The Financial Industry Regulatory Authority, a private organization, first raised the alarm about MF Global's risky bet. Then the panic spread. MF Global tried to sell itself to Interactive Brokers but the missing client money precluded a deal. The firm may not have been properly segregating customer money.; It  may have been using the money to shore up their under the water positions.

We might be able to write this off this speculative use of firm money as a one time incident except that Corzine and the CEOs of other commodity firms were lobbying the CTFC  to even further relax the rules surrounding commodity firms' uses of customers' money. Gensler wanted to tighten the rules, but apparently was unable to stand up to the bulldozer that is Corzine. The Republican commissioners were also against more regulation. Gensler isn't perfect. When he served in the Clinton White House, he was against additional regulation of derivatives.
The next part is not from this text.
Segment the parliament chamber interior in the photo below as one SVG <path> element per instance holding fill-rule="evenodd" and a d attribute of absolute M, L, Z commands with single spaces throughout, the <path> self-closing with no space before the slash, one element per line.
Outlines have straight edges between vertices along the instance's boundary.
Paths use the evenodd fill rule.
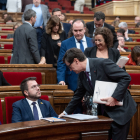
<path fill-rule="evenodd" d="M 12 1 L 14 4 L 16 0 L 9 0 L 9 1 L 7 0 L 7 5 L 8 5 L 8 2 L 10 3 Z M 127 139 L 140 140 L 140 63 L 138 63 L 139 62 L 138 59 L 140 58 L 140 0 L 137 0 L 137 1 L 134 1 L 134 0 L 128 0 L 128 1 L 125 1 L 125 0 L 109 0 L 109 1 L 108 0 L 30 0 L 30 2 L 27 0 L 28 1 L 27 4 L 24 4 L 23 2 L 24 0 L 17 0 L 17 1 L 18 2 L 20 1 L 20 4 L 19 4 L 20 6 L 18 8 L 20 9 L 20 12 L 12 12 L 12 11 L 9 12 L 8 10 L 10 10 L 10 6 L 9 6 L 9 9 L 8 9 L 8 6 L 6 6 L 5 10 L 3 10 L 2 9 L 3 2 L 2 0 L 0 0 L 0 5 L 1 5 L 0 6 L 1 8 L 0 10 L 0 77 L 1 77 L 1 80 L 0 80 L 0 85 L 1 85 L 0 86 L 0 123 L 1 123 L 0 139 L 1 140 L 9 140 L 9 139 L 107 140 L 108 139 L 108 135 L 109 135 L 108 130 L 110 129 L 111 124 L 114 122 L 114 119 L 109 117 L 109 115 L 107 116 L 98 115 L 98 119 L 93 119 L 93 120 L 89 119 L 85 121 L 79 121 L 76 119 L 64 117 L 64 119 L 66 120 L 65 122 L 49 122 L 49 121 L 44 121 L 40 119 L 35 120 L 34 118 L 28 121 L 19 120 L 19 122 L 16 122 L 16 123 L 12 122 L 13 104 L 15 102 L 18 103 L 18 101 L 20 100 L 25 100 L 26 98 L 26 95 L 24 95 L 23 92 L 21 91 L 21 83 L 23 82 L 24 79 L 28 77 L 36 77 L 36 82 L 38 83 L 38 85 L 36 85 L 35 88 L 39 88 L 41 91 L 41 95 L 42 95 L 40 97 L 41 104 L 46 105 L 46 103 L 42 102 L 42 100 L 45 100 L 47 102 L 49 101 L 51 107 L 54 109 L 57 115 L 60 115 L 65 110 L 65 108 L 68 109 L 69 106 L 67 107 L 67 105 L 72 101 L 72 98 L 76 96 L 75 93 L 77 93 L 77 91 L 76 89 L 73 90 L 70 87 L 70 85 L 67 84 L 67 82 L 65 82 L 65 84 L 63 85 L 61 83 L 61 81 L 63 80 L 58 80 L 58 79 L 63 79 L 61 78 L 63 71 L 64 71 L 64 76 L 65 76 L 64 78 L 66 78 L 67 75 L 70 76 L 72 74 L 71 71 L 67 70 L 68 68 L 71 68 L 72 63 L 70 63 L 69 66 L 67 65 L 68 67 L 66 65 L 64 66 L 63 64 L 63 67 L 61 67 L 61 70 L 60 70 L 59 67 L 63 63 L 62 58 L 64 57 L 64 54 L 65 54 L 64 53 L 63 56 L 59 58 L 60 52 L 64 50 L 66 51 L 67 49 L 67 48 L 64 48 L 64 50 L 62 50 L 62 47 L 73 45 L 71 43 L 65 43 L 66 40 L 72 38 L 73 36 L 76 39 L 76 35 L 75 35 L 76 31 L 73 30 L 74 22 L 75 23 L 77 22 L 76 19 L 78 20 L 82 19 L 82 23 L 84 22 L 83 25 L 85 29 L 86 26 L 88 28 L 89 26 L 88 23 L 92 23 L 93 21 L 95 23 L 95 20 L 94 20 L 95 19 L 94 15 L 96 15 L 95 13 L 102 12 L 105 15 L 105 20 L 103 20 L 103 26 L 99 26 L 99 27 L 107 27 L 106 24 L 109 27 L 112 27 L 111 31 L 114 30 L 113 36 L 116 37 L 116 42 L 118 45 L 117 48 L 115 49 L 119 52 L 119 57 L 123 56 L 123 57 L 129 58 L 126 65 L 120 71 L 128 73 L 129 76 L 131 77 L 131 81 L 129 82 L 125 90 L 128 90 L 130 92 L 131 97 L 136 102 L 137 111 L 130 118 L 130 127 L 128 130 L 129 133 L 128 133 Z M 77 8 L 76 6 L 78 5 L 79 1 L 80 2 L 84 1 L 84 3 L 80 5 L 83 9 L 82 11 L 80 11 L 81 9 L 80 10 L 76 9 Z M 34 42 L 36 43 L 36 46 L 39 46 L 37 34 L 35 35 L 36 38 L 35 37 L 32 38 L 30 34 L 25 33 L 26 37 L 22 40 L 22 38 L 20 38 L 20 35 L 22 36 L 23 33 L 26 32 L 25 30 L 27 28 L 22 30 L 22 32 L 20 31 L 19 36 L 16 36 L 16 33 L 18 33 L 18 30 L 15 28 L 17 27 L 15 26 L 15 24 L 16 23 L 20 24 L 17 27 L 17 28 L 20 28 L 22 24 L 24 24 L 23 15 L 24 16 L 26 15 L 25 12 L 27 10 L 27 6 L 32 5 L 34 3 L 34 5 L 31 7 L 31 9 L 34 10 L 36 9 L 35 3 L 38 3 L 38 2 L 40 2 L 39 3 L 40 5 L 46 6 L 45 8 L 47 8 L 47 12 L 49 12 L 49 14 L 45 11 L 46 9 L 42 8 L 42 12 L 40 12 L 41 17 L 36 18 L 36 23 L 34 23 L 34 26 L 36 24 L 39 25 L 40 23 L 44 24 L 45 22 L 43 21 L 44 17 L 48 16 L 51 20 L 53 20 L 54 18 L 53 15 L 55 15 L 54 14 L 55 12 L 61 13 L 60 15 L 61 18 L 59 17 L 59 15 L 56 15 L 60 18 L 60 19 L 58 18 L 59 19 L 58 25 L 54 25 L 55 23 L 53 23 L 53 22 L 57 22 L 58 19 L 55 19 L 53 22 L 51 22 L 50 19 L 48 18 L 47 20 L 48 23 L 46 22 L 46 25 L 42 24 L 41 27 L 38 27 L 38 26 L 34 27 L 36 31 L 38 28 L 39 29 L 44 28 L 45 30 L 52 31 L 54 28 L 56 29 L 58 26 L 59 28 L 60 27 L 62 28 L 61 30 L 63 30 L 63 32 L 66 32 L 64 35 L 65 39 L 62 37 L 63 40 L 60 39 L 61 34 L 59 36 L 59 34 L 52 33 L 52 35 L 47 36 L 46 38 L 45 38 L 45 34 L 42 34 L 46 41 L 45 42 L 42 39 L 42 42 L 44 41 L 47 45 L 50 46 L 50 48 L 52 46 L 56 46 L 54 45 L 55 43 L 53 42 L 49 44 L 48 42 L 50 40 L 54 41 L 56 38 L 57 47 L 59 46 L 58 40 L 60 41 L 59 43 L 61 45 L 58 47 L 59 49 L 55 51 L 52 50 L 53 53 L 49 52 L 51 49 L 48 49 L 49 51 L 46 53 L 42 53 L 44 42 L 42 43 L 41 41 L 40 41 L 41 50 L 39 49 L 33 50 L 32 47 L 35 47 L 35 46 L 33 45 L 33 42 L 31 42 L 31 39 L 36 39 Z M 25 11 L 22 9 L 23 6 L 24 6 Z M 38 10 L 36 11 L 36 13 L 37 12 Z M 4 19 L 4 14 L 6 14 L 7 16 L 10 16 L 13 21 L 11 21 L 10 19 L 6 21 L 7 17 Z M 39 14 L 37 13 L 37 16 Z M 136 21 L 136 18 L 138 18 L 138 21 Z M 41 21 L 38 22 L 37 21 L 38 19 Z M 126 27 L 123 28 L 122 35 L 119 36 L 118 35 L 118 33 L 120 33 L 119 29 L 122 29 L 122 26 L 123 26 L 121 25 L 121 23 L 124 23 Z M 68 24 L 69 26 L 68 31 L 66 31 L 67 29 L 65 30 L 65 24 Z M 47 26 L 50 26 L 51 30 L 49 30 L 49 27 Z M 79 23 L 79 26 L 80 26 L 80 23 Z M 94 24 L 93 28 L 95 29 L 95 31 L 93 31 L 92 33 L 90 33 L 92 30 L 91 28 L 88 28 L 88 31 L 87 30 L 86 31 L 89 33 L 88 38 L 90 38 L 92 42 L 96 44 L 97 41 L 96 40 L 94 41 L 95 38 L 93 34 L 95 33 L 95 36 L 96 36 L 98 29 L 95 26 L 96 25 Z M 45 30 L 44 32 L 47 32 Z M 128 30 L 133 31 L 133 33 L 129 33 Z M 11 34 L 12 34 L 12 37 L 8 38 L 8 36 Z M 57 38 L 57 35 L 60 38 L 59 37 Z M 84 33 L 84 36 L 86 36 L 86 33 Z M 124 38 L 124 44 L 122 46 L 119 44 L 121 42 L 119 40 L 119 37 Z M 17 47 L 16 38 L 17 40 L 19 39 L 21 41 L 21 42 L 20 41 L 18 42 L 19 48 L 16 48 Z M 128 41 L 128 39 L 130 38 L 132 40 Z M 22 51 L 18 52 L 20 50 L 20 46 L 24 44 L 23 42 L 27 42 L 27 44 L 31 43 L 30 45 L 32 45 L 32 47 L 28 49 L 29 51 L 31 51 L 29 52 L 29 54 L 32 55 L 33 52 L 38 52 L 38 54 L 40 55 L 39 62 L 37 61 L 35 62 L 33 60 L 35 63 L 30 63 L 32 62 L 32 58 L 31 58 L 31 61 L 30 62 L 27 61 L 27 63 L 25 63 L 26 61 L 24 61 L 23 63 L 22 62 L 11 63 L 12 59 L 14 59 L 14 55 L 16 55 L 15 54 L 16 52 L 17 52 L 17 55 L 19 55 L 19 57 L 20 55 L 22 55 L 21 57 L 24 57 L 24 54 L 27 53 L 26 52 L 27 50 L 25 49 L 22 50 L 25 52 L 22 52 Z M 66 46 L 64 46 L 64 43 Z M 79 45 L 79 47 L 81 48 L 81 44 Z M 135 49 L 135 47 L 137 47 L 137 49 Z M 45 48 L 45 51 L 46 51 L 46 48 Z M 48 57 L 46 57 L 46 55 L 50 57 L 50 60 L 47 60 Z M 133 57 L 131 57 L 132 55 Z M 135 61 L 134 61 L 134 57 L 137 57 L 135 58 L 136 59 Z M 43 62 L 43 58 L 46 58 L 45 62 Z M 54 60 L 51 61 L 51 59 L 54 59 Z M 92 75 L 90 76 L 90 78 L 91 77 Z M 76 82 L 78 82 L 78 76 L 75 76 L 75 78 L 77 78 Z M 74 78 L 70 79 L 69 77 L 69 79 L 67 80 L 68 82 L 70 80 L 73 80 L 71 81 L 71 83 L 75 84 Z M 76 84 L 75 84 L 76 88 L 79 88 Z M 124 88 L 123 85 L 121 88 Z M 83 105 L 83 101 L 81 101 L 81 104 Z M 18 111 L 20 112 L 20 110 Z M 34 112 L 34 107 L 32 109 L 32 112 Z M 28 116 L 29 112 L 24 112 L 24 113 L 22 114 L 23 116 L 24 115 Z M 86 114 L 84 111 L 82 113 Z M 72 114 L 74 114 L 74 112 Z M 125 115 L 129 116 L 130 114 L 125 114 Z M 42 116 L 43 116 L 43 113 L 42 113 Z M 122 118 L 122 120 L 123 119 L 124 118 Z M 114 138 L 112 137 L 111 139 L 113 140 Z M 118 140 L 121 140 L 121 138 Z"/>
The coziness of Gensler and Corzine may be unseemly but probably had very little effect on the final result. When I was at Wharton, Gensler and his twin brother were the most intelligent and best prepared students in every class I attended. If Gensler was blindsided by Corzine's actions, then probably no one could have seen it. When traders leave Wall Street and become Washington regulators, something appears to happen to them. It must be the brand of cool aid they serve in Washington.

While many treat Elizabeth Warren as a hero for dreaming up the Consumer Financial Protection Bureau, this bureau also would not have prevented the MF Global disaster.  More regulations and regulators are not the answer. Smart people in the private sector must be given tools by which they can protect the consumer. Regulators are not up to the job.

There may be one good thing to come out of the MF Global bankruptcy. While it is a commodity firm and not a bank, the bankruptcy should shore up support for the Volcker Rule, which is meant to curtail speculative investments by the banks.